E ancora, in piena e densa “lode al genio umano”, il pontefice intesse una vera e propria esaltazione della Scienza dell’Uomo. Una Umanità, specchio del Divino:

“Ammirare, ammirare dobbiamo. E per non rendere vano questo felice sforzo del nostro spirito, su due sentieri, Figli carissimi, Noi vi esortiamo a dirigerlo. Verso l’uomo, primo sentiero della nostra ammirazione. Chi è l’uomo, capace di opere simili? di concepirle, di organizzarle, di compierle, di commisurarle alle sproporzionate difficoltà ch’esse presentano, e alla sempre piccola statura del proprio essere, piccolo, limitato e vulnerabile? Come possiede tanta capacità di studio, di conoscenze, di dominio scientifico e tecnico sulle cose, sul mondo? E come, debole e condizionato com’è, trova il coraggio di osare simili imprese?

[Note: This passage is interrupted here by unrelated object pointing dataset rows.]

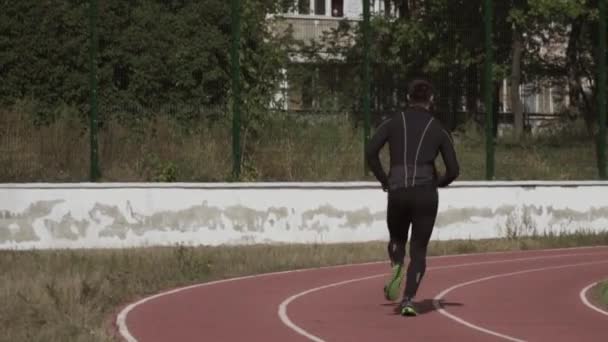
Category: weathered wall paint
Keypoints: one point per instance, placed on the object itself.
(128, 215)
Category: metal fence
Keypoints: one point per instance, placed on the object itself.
(107, 90)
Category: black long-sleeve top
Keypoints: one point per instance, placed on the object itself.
(415, 139)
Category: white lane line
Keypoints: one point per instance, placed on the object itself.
(585, 300)
(121, 318)
(436, 300)
(284, 317)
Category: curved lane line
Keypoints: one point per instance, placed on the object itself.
(496, 276)
(121, 318)
(284, 317)
(585, 300)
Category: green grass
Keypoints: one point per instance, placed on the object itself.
(73, 295)
(279, 149)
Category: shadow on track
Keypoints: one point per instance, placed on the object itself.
(425, 306)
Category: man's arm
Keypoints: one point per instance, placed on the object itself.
(372, 153)
(449, 158)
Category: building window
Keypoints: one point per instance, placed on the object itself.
(304, 6)
(337, 8)
(320, 7)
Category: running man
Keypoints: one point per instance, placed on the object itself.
(415, 139)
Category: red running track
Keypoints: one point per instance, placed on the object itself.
(515, 296)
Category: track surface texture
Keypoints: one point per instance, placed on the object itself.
(513, 296)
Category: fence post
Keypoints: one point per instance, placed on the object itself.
(366, 81)
(601, 89)
(236, 96)
(93, 40)
(488, 80)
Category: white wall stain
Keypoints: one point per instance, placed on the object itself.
(57, 216)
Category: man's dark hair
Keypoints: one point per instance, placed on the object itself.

Ancor più che la faccia della luna, la faccia dell’uomo s’illumina davanti a noi; nessun altro essere a noi noto, nessun animale, anche più forte e più perfetto nei suoi istinti vitali, può essere messo a confronto con l’essere prodigioso che noi uomini siamo. V’è qualche cosa nell’uomo che supera l’uomo, v’è un riflesso che sa di mistero, che sa di divino”.

In occasione del lancio spaziale, in un’altra udienza, questa volta datata 16 luglio, Papa Montini parla nuovamente del Cosmo, dell’Astronomia, con queste parole:

“Questa scoperta nuova del mondo creato è assai importante per la nostra vita spirituale. Vedere Dio nel mondo, e il mondo in Dio: che cosa v’è di più estasiante? Non è questo il lume amico e stimolante che deve sorreggere la veglia scientifica dello studioso? Non è così che fugge il terrore del vuoto, che il tempo smisurato e lo spazio sconfinato producono intorno al microcosmo, che noi siamo? la nostra insondabile solitudine, cioè il mistero dei nostri destini, non è così colmata da un’ondata di Bontà viva e d’amore? Non vengono alle nostre labbra le familiari, ma sempre superlative parole, insegnate a noi da Cristo: «Padre nostro, che sei nei cieli» ? Sì, Figli carissimi, vengano alle nostre labbra queste abissali parole, mentre contempliamo la grande impresa dei primi astronauti, che metteranno il piede sul silenzioso e pallido satellite della terra, sfidando inaudite difficoltà, quasi cercando d’onorare l’immensa opera del Creatore; e ripetiamole per loro, per l’umanità, per noi”.